Wing Chong Luke was born in a small town near Guangzhou, China, on February 25, 1925. His father had immigrated to the United States earlier in the century, but returned to China to get married. The Luke family came back to Seattle in 1931 when Wing Luke was six years old. For many years, they ran a laundry in the University District.
Luke showed leadership abilities at an early age. He was student body president at Roosevelt High School and upon graduation was one of a handful of students nationwide invited to a White House conference on juvenile delinquency.
He never made it to that conference, however, because of the exigencies of World War II. It was 1944 and Luke joined the Army, serving in the Philippines. He was awarded a bronze medal and six combat stars.
After the war, he continued his education at the University of Washington, where he earned undergraduate and law degrees. He served as an Assistant Attorney General from 1957 to 1962. In 1962, he decided to make a run for political office -- an open Seattle City Council seat.

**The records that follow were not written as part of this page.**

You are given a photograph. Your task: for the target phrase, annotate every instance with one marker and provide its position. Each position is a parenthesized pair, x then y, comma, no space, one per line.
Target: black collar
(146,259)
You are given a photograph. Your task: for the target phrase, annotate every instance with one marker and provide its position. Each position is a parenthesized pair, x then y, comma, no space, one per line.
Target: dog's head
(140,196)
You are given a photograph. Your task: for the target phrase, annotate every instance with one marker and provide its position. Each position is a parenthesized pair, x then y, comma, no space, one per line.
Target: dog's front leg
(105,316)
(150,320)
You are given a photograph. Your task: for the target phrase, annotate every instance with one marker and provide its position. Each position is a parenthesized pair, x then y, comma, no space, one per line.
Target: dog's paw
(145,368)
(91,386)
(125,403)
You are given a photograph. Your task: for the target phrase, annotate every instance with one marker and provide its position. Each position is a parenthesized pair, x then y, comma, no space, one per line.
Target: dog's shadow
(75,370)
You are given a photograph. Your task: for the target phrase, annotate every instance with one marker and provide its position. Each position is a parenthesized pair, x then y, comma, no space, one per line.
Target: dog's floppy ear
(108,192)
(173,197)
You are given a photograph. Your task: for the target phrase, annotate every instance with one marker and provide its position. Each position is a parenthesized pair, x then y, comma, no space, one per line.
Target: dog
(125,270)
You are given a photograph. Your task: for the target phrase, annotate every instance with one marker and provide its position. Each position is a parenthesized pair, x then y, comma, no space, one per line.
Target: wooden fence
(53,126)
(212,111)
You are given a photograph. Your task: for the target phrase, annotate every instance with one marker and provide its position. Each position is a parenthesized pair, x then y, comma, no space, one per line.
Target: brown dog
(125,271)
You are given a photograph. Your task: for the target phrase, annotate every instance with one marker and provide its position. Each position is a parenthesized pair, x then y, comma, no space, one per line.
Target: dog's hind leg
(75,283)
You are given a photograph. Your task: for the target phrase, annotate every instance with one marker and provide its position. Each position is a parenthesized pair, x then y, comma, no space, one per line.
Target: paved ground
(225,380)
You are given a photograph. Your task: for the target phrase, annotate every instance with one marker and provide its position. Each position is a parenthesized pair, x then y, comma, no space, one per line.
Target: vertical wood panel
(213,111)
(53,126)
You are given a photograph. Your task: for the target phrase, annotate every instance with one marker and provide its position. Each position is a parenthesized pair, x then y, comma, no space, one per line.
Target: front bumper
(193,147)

Luke launched a remarkable campaign, assembling an impressive cadre of 1,000 volunteers, mostly young people. Despite a smear campaign that accused him of having communist ties, he won the election by 30,000 votes.
As a City Councilmember, he fought for urban renewal, historical preservation, and most notably, civil rights. In the early 1960s, the civil rights movement was just beginning to gain popular currency and Luke encountered considerable resistance before prevailing in the passage of an open-housing ordinance that prevented discrimination in the selling or renting of Seattle real estate.
Luke was active in the Democratic Party and in community affairs, especially the Urban League, the Chinese Community Service Organization, and the Jackson Street Community Council. Bright, articulate, and well liked, he was frequently mentioned as a future candidate for mayor or congressman.
Wing Luke and two others died on May 16, 1965, while returning home from a fishing trip in north central Washington. He was 40 years old. The small plane he was in crashed in the Cascade Mountains. It was three and a half years before the wreckage was found and recovered.
In 1966, the Wing Luke Asian Museum was established in Seattle's International District in honor of the late councilmember. Several years later, an elementary school was named after him. Today, the museum is thriving, a vital repository of Asian American history and culture -- and a fitting legacy to the life and work of its namesake.